Analis tersebut melanjutkan, kuantitatif ibarat pelari jarak pendek yang terus berlari, bergantian, dan berlari lagi; sementara investor subjektif adalah pelari jarak menengah dan panjang yang perlahan-lahan membawa saham. Pelanggan memilih untuk terus berlari cepat atau mengikuti dengan perlahan, sesuai keahlian masing-masing.

Kembali ke pertanyaan awal: mengapa investor ritel selalu merasa menjadi sasaran kuantitatif?

Jawabannya sangat sederhana: karena perilaku perdagangan mereka secara kebetulan memicu algoritma kuantitatif. Saat investor ritel panik dan menjual rugi, kuantitatif membeli di posisi rendah; saat mereka terlalu bersemangat dan membeli tinggi, kuantitatif menjual di posisi tinggi. Intinya, ini adalah pertarungan kecepatan, dan dalam pertarungan ini, mesin memang lebih cepat daripada manusia.

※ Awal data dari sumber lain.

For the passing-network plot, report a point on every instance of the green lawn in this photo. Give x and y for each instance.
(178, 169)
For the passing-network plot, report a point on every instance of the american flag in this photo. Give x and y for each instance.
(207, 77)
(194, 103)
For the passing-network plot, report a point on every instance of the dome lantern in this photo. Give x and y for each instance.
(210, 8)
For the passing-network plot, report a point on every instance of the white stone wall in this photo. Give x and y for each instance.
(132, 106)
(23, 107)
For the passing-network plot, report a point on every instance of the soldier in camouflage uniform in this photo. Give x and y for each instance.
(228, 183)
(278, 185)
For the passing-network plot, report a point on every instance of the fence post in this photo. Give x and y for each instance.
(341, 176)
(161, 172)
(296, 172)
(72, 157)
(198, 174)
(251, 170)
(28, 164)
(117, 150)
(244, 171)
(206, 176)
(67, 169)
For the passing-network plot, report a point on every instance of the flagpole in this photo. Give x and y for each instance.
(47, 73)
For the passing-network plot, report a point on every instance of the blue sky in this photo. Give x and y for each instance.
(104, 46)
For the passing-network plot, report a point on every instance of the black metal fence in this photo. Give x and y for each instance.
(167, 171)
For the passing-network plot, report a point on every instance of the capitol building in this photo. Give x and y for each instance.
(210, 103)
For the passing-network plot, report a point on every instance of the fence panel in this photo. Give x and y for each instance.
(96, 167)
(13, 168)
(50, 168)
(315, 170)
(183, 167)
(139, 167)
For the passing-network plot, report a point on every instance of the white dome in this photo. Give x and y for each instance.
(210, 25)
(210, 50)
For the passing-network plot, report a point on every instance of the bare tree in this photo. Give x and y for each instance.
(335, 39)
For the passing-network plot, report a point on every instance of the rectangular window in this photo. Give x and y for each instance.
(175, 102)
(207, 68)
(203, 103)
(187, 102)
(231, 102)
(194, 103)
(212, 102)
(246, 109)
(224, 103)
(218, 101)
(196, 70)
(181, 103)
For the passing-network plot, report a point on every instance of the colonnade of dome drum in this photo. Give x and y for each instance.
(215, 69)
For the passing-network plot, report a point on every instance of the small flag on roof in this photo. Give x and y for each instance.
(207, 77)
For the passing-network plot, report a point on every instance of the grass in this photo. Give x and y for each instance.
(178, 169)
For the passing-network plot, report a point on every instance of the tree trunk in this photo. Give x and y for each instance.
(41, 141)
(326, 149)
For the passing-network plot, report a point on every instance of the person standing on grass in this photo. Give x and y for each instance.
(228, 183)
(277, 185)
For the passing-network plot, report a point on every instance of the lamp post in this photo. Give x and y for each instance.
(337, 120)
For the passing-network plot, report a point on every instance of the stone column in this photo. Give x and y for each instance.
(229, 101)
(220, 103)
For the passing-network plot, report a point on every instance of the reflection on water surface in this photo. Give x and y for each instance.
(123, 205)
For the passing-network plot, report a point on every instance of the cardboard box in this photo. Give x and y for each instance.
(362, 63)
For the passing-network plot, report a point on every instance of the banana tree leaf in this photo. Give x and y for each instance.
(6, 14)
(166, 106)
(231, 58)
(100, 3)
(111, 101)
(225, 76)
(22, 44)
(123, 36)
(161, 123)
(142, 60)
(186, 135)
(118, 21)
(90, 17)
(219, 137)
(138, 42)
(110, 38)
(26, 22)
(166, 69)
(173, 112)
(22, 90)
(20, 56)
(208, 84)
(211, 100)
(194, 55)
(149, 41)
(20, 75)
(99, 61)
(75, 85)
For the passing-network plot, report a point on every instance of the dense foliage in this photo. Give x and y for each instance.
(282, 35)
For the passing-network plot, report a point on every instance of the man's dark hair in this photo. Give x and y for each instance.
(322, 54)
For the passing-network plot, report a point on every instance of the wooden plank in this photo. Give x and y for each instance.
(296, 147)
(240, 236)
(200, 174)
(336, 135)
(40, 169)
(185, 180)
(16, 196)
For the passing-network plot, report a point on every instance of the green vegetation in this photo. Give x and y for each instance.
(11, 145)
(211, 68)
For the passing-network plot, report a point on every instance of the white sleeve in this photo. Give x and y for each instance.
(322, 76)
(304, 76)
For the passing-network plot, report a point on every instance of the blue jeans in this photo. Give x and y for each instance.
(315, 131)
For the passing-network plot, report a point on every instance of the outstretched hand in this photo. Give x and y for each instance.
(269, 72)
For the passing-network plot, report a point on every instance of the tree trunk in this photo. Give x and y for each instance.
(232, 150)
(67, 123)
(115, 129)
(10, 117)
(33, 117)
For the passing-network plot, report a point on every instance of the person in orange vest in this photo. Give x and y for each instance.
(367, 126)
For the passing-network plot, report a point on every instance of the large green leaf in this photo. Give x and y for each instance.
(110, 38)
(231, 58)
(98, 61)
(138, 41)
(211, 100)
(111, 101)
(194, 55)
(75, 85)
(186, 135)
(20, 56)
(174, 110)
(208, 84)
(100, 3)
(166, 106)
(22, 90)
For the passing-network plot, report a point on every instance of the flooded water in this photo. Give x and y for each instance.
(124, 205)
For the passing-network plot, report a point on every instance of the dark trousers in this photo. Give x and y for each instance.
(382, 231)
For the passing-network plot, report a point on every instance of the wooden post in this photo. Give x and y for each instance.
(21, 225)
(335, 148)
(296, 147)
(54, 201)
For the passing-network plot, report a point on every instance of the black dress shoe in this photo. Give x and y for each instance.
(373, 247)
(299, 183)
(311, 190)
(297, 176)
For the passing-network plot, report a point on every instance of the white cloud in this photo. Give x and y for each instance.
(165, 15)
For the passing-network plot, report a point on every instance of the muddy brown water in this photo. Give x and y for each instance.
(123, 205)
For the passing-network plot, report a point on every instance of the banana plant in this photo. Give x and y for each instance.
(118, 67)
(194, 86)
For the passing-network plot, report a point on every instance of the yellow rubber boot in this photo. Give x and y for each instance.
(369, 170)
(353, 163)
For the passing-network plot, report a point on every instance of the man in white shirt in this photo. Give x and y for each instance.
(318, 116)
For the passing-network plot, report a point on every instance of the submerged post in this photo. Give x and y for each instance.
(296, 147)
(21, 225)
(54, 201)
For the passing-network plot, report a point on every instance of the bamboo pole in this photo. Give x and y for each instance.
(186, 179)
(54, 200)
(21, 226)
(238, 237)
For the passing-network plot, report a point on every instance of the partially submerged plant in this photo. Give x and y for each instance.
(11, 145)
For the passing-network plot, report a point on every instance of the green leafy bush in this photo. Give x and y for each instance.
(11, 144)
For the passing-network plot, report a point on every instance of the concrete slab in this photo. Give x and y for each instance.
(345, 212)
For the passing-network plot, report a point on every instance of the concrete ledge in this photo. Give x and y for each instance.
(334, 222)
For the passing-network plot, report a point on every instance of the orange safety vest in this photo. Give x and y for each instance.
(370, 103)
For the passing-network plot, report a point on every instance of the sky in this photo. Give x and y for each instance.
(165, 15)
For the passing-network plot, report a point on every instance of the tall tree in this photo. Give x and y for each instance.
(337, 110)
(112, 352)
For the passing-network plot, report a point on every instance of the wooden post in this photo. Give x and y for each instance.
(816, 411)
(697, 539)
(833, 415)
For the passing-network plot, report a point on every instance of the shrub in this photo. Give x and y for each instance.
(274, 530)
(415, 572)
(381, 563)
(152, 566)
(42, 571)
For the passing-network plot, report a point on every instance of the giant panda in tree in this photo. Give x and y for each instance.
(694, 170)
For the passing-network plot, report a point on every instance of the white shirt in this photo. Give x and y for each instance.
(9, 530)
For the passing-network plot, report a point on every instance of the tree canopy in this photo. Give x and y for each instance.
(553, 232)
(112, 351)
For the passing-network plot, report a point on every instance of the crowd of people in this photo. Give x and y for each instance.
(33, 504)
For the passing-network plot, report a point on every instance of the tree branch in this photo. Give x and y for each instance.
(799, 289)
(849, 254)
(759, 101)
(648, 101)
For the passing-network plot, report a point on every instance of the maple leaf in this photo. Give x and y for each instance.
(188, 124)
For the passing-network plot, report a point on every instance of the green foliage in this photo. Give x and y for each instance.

Seperti yang dikatakan analis dana swasta tersebut, ini tidak berarti bahwa investor ritel hanya bisa menjadi korban, “Kalau tidak bisa mengalahkan, bergabunglah, biarkan kuantitatif bekerja untukmu; atau lakukan apa yang kamu kuasai, kembali ke investasi berbasis nilai, dan raih uang dari pertumbuhan perusahaan.”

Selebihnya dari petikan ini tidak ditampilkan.